WestJet Ottawa-Halifax-London Gatwick
European Travel with PMA – WestJet
This was my third time traveling with WestJet with a mobility scooter and the second time, transatlantic. On the whole, they do a good job of making life easier for those with mobility issues. My key piece of advice to avoid damage to your scooter or power wheelchair is to be sure to wait with it until it is completely collapsed and ready for storage in the hold of the aircraft.
My scooter was damaged on 2 of the last 3 flights simply because the baggage handlers did not know how to correctly stow it. Armed with this foreknowledge, I was able to ensure that it arrived safe and sound. Mobility assistance at Ottawa, Halifax and London Gatwick was good and it was a great help having done it before and therefore knowing what to expect and how to avoid potential pitfalls. My key recommendation, if you are traveling alone, as I was, is to check everything possible and keep hand baggage to the minimum. Personally, I need both hands for crutches and/or cane, so my hand luggage must be carried by an assistant. Be aware that almost all airlines now require that any and all lithium batteries must be removed and carried on board.

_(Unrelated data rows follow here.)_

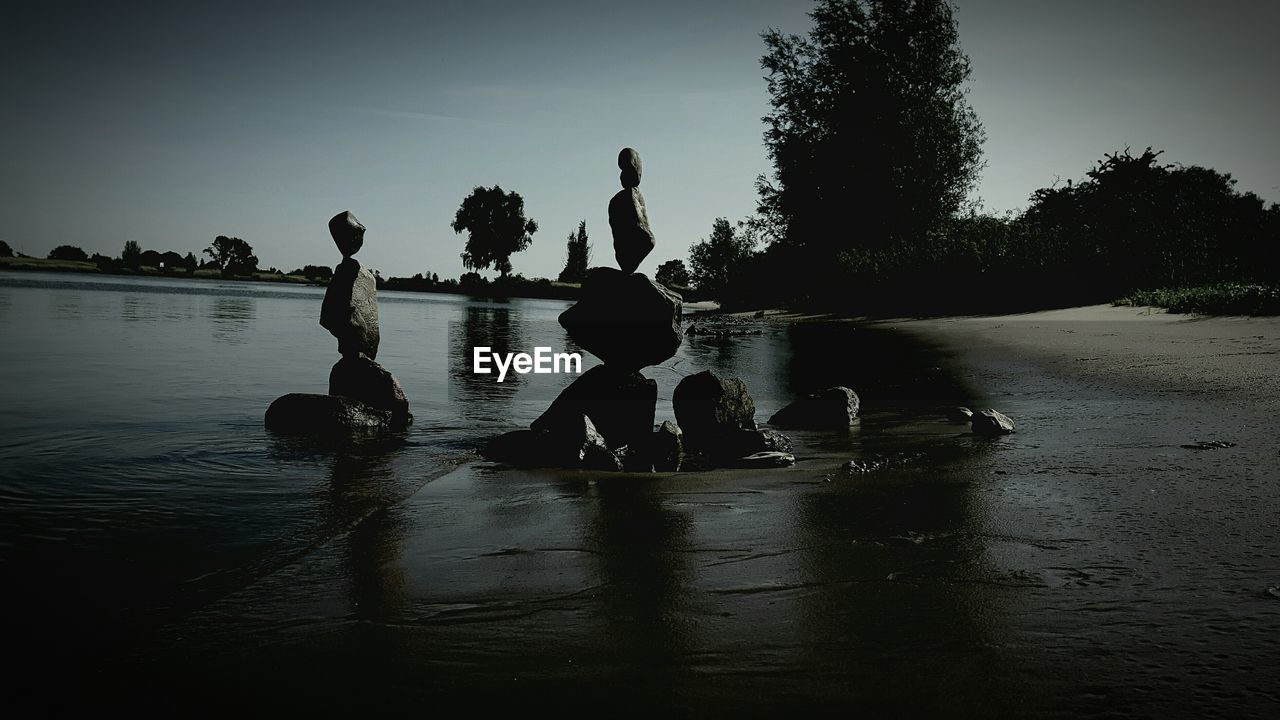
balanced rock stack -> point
(604, 419)
(362, 395)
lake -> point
(163, 548)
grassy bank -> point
(1221, 299)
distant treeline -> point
(1132, 224)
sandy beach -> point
(1087, 565)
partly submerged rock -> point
(666, 449)
(364, 379)
(301, 413)
(831, 408)
(350, 309)
(629, 219)
(626, 320)
(348, 235)
(708, 406)
(620, 404)
(572, 443)
(764, 460)
(991, 423)
(739, 443)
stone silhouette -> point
(348, 235)
(632, 240)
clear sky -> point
(170, 123)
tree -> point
(232, 255)
(132, 254)
(672, 273)
(577, 256)
(871, 135)
(496, 227)
(67, 253)
(714, 260)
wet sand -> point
(1087, 565)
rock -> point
(629, 162)
(635, 459)
(764, 460)
(629, 219)
(708, 406)
(301, 413)
(364, 379)
(572, 442)
(832, 408)
(348, 235)
(626, 320)
(739, 443)
(522, 449)
(991, 423)
(666, 447)
(620, 404)
(350, 309)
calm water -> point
(137, 481)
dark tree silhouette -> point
(67, 253)
(714, 260)
(872, 139)
(577, 256)
(672, 273)
(496, 227)
(131, 255)
(232, 255)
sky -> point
(170, 123)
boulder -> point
(360, 378)
(572, 442)
(629, 219)
(991, 423)
(301, 413)
(629, 162)
(832, 408)
(620, 404)
(626, 320)
(666, 447)
(708, 406)
(764, 460)
(348, 235)
(522, 449)
(350, 309)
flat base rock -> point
(364, 379)
(991, 423)
(626, 320)
(764, 460)
(620, 404)
(831, 408)
(350, 309)
(708, 406)
(300, 413)
(740, 443)
(629, 220)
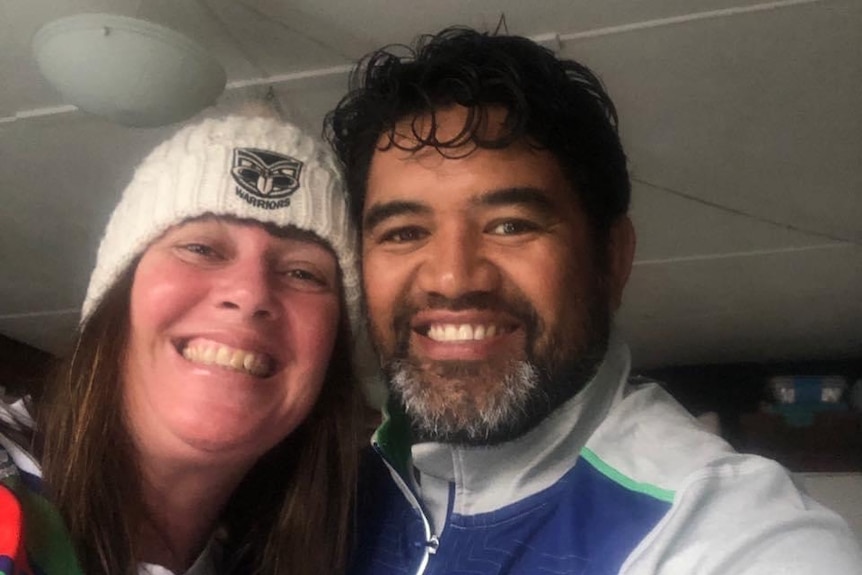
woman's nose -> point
(247, 287)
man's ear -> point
(621, 253)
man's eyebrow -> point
(378, 213)
(526, 196)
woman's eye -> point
(305, 278)
(513, 227)
(200, 249)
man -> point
(492, 192)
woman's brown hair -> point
(292, 511)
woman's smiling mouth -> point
(208, 352)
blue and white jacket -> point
(620, 479)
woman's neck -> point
(183, 504)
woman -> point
(200, 426)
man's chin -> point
(468, 403)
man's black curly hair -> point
(557, 105)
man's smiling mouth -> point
(454, 332)
(208, 352)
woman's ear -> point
(621, 253)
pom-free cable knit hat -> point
(259, 168)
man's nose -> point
(456, 264)
(247, 288)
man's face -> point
(486, 303)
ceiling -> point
(741, 120)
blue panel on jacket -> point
(585, 524)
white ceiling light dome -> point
(130, 71)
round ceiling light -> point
(130, 71)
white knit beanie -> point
(252, 168)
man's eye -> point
(513, 227)
(403, 235)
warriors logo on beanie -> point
(259, 169)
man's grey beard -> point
(527, 396)
(467, 424)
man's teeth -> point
(256, 364)
(461, 332)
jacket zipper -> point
(432, 542)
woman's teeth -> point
(462, 332)
(257, 364)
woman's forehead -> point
(282, 232)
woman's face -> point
(231, 333)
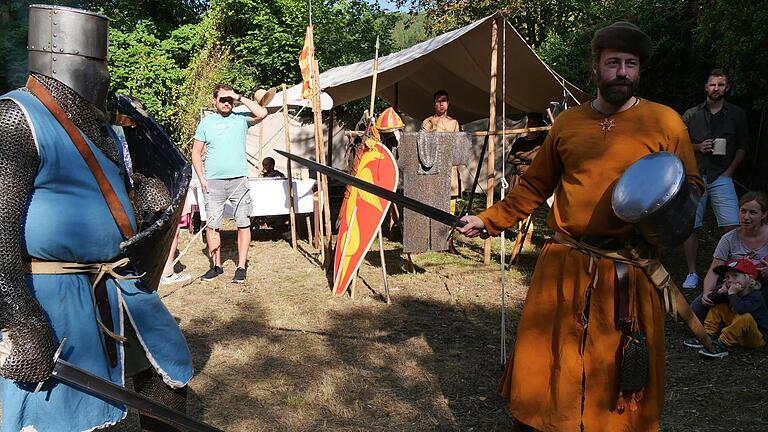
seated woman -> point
(749, 240)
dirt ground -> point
(281, 353)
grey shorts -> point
(236, 192)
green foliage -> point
(737, 32)
(153, 70)
(265, 37)
(409, 30)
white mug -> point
(719, 146)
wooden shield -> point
(362, 212)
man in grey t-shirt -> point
(715, 119)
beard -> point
(714, 97)
(617, 91)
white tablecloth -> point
(269, 197)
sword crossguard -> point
(56, 356)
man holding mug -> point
(720, 137)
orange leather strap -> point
(114, 204)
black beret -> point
(623, 36)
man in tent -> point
(564, 373)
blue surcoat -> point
(67, 219)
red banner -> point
(304, 64)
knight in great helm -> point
(68, 227)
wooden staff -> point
(326, 219)
(492, 130)
(291, 194)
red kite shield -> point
(362, 212)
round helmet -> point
(389, 121)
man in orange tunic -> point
(563, 373)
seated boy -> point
(743, 320)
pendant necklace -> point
(607, 123)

On arrival in London, I needed to take a bus to Oxford. When traveling with the National Coach Service, you need to let them know ahead of time if you will need assistance boarding the bus. In the case of the Oxford Bus Lines, every bus has a lift/ramp to avoid climbing the very unfriendly stairs.
Accessibility in Oxford
Although great strides may have been made in recent years, many countries, England/UK included, have a long way to go. Many times, I found myself trapped on a sidewalk with steep curbs that my scooter was unable to navigate, necessitating tiresome detours. Also, many stores, restaurants and cinemas have threshold steps that are not accessibility-friendly.
To visit the Oxford Botanic Gardens, we had to make a detour of at least 1.5 kms because there is only a single accessible entrance. All the others have either steps or turnstiles that are not friendly to scooters or wheelchairs.
Accessibility in Eastbourne
My next stop was in Eastbourne, in East Sussex on the South coast. Because all of my family’s homes all have accessibility issues, mostly in terms of entrance steps or bathrooms on second floors, I was forced to find an accessible hotel. The only one available, due to an international tennis tournament, The Grande Aparthotel, was not nearly as accessible as claimed. The worst aspect was the steep slope down to reception that would be impossible for many scooters and power wheelchairs. Upon checking out, with my luggage on board, some kind stranger had to give me a push to get me up the hill! In addition, fire doors often made passage through corridors extremely difficult.
Eastbourne has some of the same problems as Oxford when it comes to getting around on a scooter or wheelchair, although since it is a somewhat more modern town, more streets, sidewalks and stores are still fairly accessible.